How to shorten large union queries in Snowflake
Recently I was trying to reduce the size of a large union query in Snowflake where the only thing that changed between the queries was the schema name. If you work with SQL professionally, you’ve probably encountered something like this:
select
'COMPANY_NAME' as Company
, GL.ACTNUM as Account_Number
, ACT.DESCRIPTION as Account_Name
from COMPANY_NAME1.General_Ledger_Table GL
inner join COMPANY_NAME1.Account_Name_Table ACT
on ACT.ID = GL.ID
union all
...
select
'COMPANY_NAME' as Company
, GL.ACTNUM as Account_Number
, ACT.DESCRIPTION as Account_Name
from COMPANY_NAME17.General_Ledger_Table GL
inner join COMPANY_NAME17.Account_Name_Table ACT
on ACT.ID = GL.ID
The query that inspired this post was originally a SQL Server query, but with Fivetran, we’ve now pushed all of our data up to Snowflake.

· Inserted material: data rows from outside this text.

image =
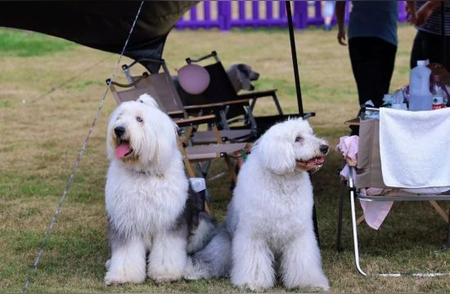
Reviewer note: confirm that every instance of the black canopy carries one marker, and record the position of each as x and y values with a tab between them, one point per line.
103	25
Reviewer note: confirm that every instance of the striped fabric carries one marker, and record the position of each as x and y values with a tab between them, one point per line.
433	24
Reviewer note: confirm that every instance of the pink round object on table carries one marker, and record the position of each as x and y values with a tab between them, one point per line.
193	78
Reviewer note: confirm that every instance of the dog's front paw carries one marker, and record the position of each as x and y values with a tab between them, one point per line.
162	277
320	283
121	277
255	287
108	264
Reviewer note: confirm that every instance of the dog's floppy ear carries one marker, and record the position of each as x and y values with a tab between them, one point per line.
276	153
148	100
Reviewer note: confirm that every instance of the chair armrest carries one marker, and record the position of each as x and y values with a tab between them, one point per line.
217	104
257	94
183	122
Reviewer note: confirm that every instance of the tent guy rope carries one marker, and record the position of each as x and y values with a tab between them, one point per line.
75	166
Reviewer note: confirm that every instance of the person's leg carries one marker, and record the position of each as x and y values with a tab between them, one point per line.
362	64
328	12
372	63
386	60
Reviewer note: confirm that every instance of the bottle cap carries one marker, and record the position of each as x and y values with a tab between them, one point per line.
423	62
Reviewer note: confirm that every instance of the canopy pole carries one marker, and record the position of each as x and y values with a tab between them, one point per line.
444	38
294	59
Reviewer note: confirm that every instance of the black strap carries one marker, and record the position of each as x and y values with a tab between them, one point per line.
294	59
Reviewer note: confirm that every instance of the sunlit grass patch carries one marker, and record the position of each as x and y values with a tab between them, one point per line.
27	44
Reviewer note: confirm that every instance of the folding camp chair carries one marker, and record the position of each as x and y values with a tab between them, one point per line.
158	86
221	90
161	86
368	174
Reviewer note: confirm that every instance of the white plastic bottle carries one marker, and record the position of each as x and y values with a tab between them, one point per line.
420	97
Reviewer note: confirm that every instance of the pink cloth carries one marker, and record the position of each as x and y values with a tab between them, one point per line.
374	212
348	147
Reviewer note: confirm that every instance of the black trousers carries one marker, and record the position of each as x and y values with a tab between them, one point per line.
430	46
372	63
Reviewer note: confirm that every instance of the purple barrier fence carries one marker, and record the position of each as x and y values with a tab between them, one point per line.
227	14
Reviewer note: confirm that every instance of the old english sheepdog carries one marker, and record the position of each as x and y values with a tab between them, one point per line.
146	192
269	225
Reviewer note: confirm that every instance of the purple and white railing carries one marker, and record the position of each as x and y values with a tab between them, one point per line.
227	14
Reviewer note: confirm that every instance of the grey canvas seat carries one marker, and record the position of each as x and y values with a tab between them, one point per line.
368	173
161	87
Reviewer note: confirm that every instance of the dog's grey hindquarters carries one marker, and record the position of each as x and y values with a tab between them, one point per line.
214	260
202	233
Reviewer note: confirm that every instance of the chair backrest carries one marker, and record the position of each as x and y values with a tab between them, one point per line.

This felt like the perfect time for a redesign - turns out there is a much better way to do this in Snowflake!
Here is a basic example that accomplishes the same as above. Snowflake supports for loops, and by using the resultset
keyword in a for loop, you can return a table similar to a select
statement.
The code below loops over a list of company names (the results of the ‘organization’ cursor in the below example), unions the results together, and then returns the final results using a resultset
:
set ro = 'sysadmin';
set wh = 'my_wh';
set db = 'dev';
set sch = 'my_schema';
use role identifier($ro);
use warehouse identifier($wh);
use database identifier($db);
use schema identifier($sch);
declare
sql varchar;
final_sql varchar;
/* The results of the organization cursor
should return the database names you want to
loop over */
organization cursor for (select COMPANY_NAME from MY_TABLE);
my_results resultset;
begin
final_sql := '';
for company in organization do
sql := $$select 'COMPANY_NAME' as Company
, GL.ACTNUM as Account_Number
, ACT.DESCRIPTION as Account_Name
from COMPANY_NAME.General_Ledger_Table GL
inner join COMPANY_NAME.Account_Name_Table ACT
on ACT.ID = GL.ID
$$;
sql := replace(sql, 'COMPANY_NAME', company.COMPANY_NAME);
if(final_sql != '')then
final_sql := final_sql || ' union all ';
end if;
final_sql := final_sql || sql;
end for;
my_results := (execute immediate :final_sql);
return table(my_results);
end;
Note that this is a simplified example for the purposes of this blog. Using similar logic I was able to reduce a 300 line production query to ~40 lines of code!